Les drogues psychoactives dans le viseur du législateur européen

Le 22 septembre 2015, les députés de la commission LIBE du Parlement Européen ont voté avec une large majorité quatre décisions d’exécution déjà adoptés par le Conseil, visant le contrôle de huit substances psychoactives. Actuellement ces substances sont légales mais se répandent toujours plus dans la société européenne, notamment grâce à Internet. Ces nouvelles drogues représentent un réel danger pour les citoyens européens tant pour la santé individuelle que pour la santé publique : les nouvelles drogues psychoactives sont souvent peu connues par les usagers ainsi que les dangers qui y sont liés. Chaque semaine une nouvelle substance apparaît sur le territoire européen!

 Le 14 septembre 2015, la Présidence Luxembourgeoise, la Commission européenne et les deux rapporteurs des propositions d’exécution, Michal Boni et Yeresa Jiménez-Becerril Barrio du Parti Populaire Européen, ont présenté devant la Commission LIBE les risques liés à la diffusion des drogues psychoactives et la nécessité d’appliquer un système de contrôle sur ces substances. Quatre décisions d’exécution ont été donc soumises à la commission LIBE concernant le contrôle de la substance 4-méthylamphétamine, la 5-(2-aminopropyl)indole, la 25I-NBOMe, la AH-7921, la MDPV, la méthoxétamine, la MT-45 et la 4,4-DMAR.

Suite à la décision du Conseil du 10 mai 2005 (2005/387/JAI) sur « l’échange d’information, évaluation des risques et contrôle des nouvelles substances psychoactives », Europol et l’Observatoire européen des drogues et des toxicomanes (OEDT) ont collecté les informations envoyées par les pays membres concernant la fabrication, le trafic et l’utilisation des ces nouvelles substances avec une évaluation des risques que celles-ci comportent pour la santé et  pour la société. Ainsi le Conseil a demandé aux deux agences d’évaluer aussi l’implication d’organisations criminelles ainsi que les conséquences éventuelles de l’instauration de mesures de contrôle applicables à ces substances.

Les rapports d’évaluation des risques de Europol et de l’OEDT, concernant les différentes substances psychoactives, ont été ensuite transmis à la Commission qui a évalué la nécessité d’établir des règles pour le contrôle de ces nouvelles drogues. Le Conseil a décidé ensuite de proposer quatre décisions d’exécution qui ont pour objectif d’inviter les États membres à soumettre les substances psychoactives « aux mesures de contrôle et aux sanctions pénales prévues par leur législation donnant effet aux obligations découlant de la convention des Nations Unies de 1971 sur les substances psychotropes ». Le Conseil peut adopter ces actes après l’avis du Parlement européen qui n’est, par contre, pas contraignant.

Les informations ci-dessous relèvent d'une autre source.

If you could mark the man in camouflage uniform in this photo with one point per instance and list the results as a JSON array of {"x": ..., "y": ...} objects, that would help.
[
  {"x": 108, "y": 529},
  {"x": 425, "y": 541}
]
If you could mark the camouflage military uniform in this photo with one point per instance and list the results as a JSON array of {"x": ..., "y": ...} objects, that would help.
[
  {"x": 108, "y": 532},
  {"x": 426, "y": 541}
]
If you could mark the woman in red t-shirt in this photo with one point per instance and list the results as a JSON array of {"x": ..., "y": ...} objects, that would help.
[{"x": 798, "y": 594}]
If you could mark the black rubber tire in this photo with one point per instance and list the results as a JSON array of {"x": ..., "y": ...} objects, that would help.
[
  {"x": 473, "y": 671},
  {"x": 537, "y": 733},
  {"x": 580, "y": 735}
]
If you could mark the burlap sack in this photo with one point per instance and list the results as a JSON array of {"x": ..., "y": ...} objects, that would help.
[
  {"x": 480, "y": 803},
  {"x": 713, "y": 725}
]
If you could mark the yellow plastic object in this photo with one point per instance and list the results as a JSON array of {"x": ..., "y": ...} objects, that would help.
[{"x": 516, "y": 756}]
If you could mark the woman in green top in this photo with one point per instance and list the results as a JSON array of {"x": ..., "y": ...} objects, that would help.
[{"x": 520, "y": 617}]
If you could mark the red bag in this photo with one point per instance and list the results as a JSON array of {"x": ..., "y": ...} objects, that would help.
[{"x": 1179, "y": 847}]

La première décision d’exécution, presentée par Michal Boni, concernant le contrôle du 4-méthylamphétamine, met en avant le risque de ce nouveau type de drogue psychoactive et de ces conséquences sur le sol européen. Cette drogue est un dérivé synthétique vendu sous forme liquide, de comprimé ou de poudre et qui est apparue sur le marché illicite des amphétamines qui sont déjà réglementées. . Sa fabrication et son trafic est organisé pas les groupes de criminels organisés déjà impliqués dans le marché de l’amphétamine. Cette substance est très dangereuse et ses symptômes sont liés à entre autres  l’hyperthermie et à l’hypertension: 21 cas de décès ont été enregistrés dans quatre Etats membres et sa présence a été détectée dans quinze Etats membres tandis qu’un seul pays a signalé sa fabrication sur son territoire.  Dix états contrôlent déjà cette substance mais une réglementation européenne permettrait l’amélioration de la coopération transfrontalière et la coopération policière, afin qu’elle ne devienne le substitut légal de l’amphétamine sur le marché des drogues.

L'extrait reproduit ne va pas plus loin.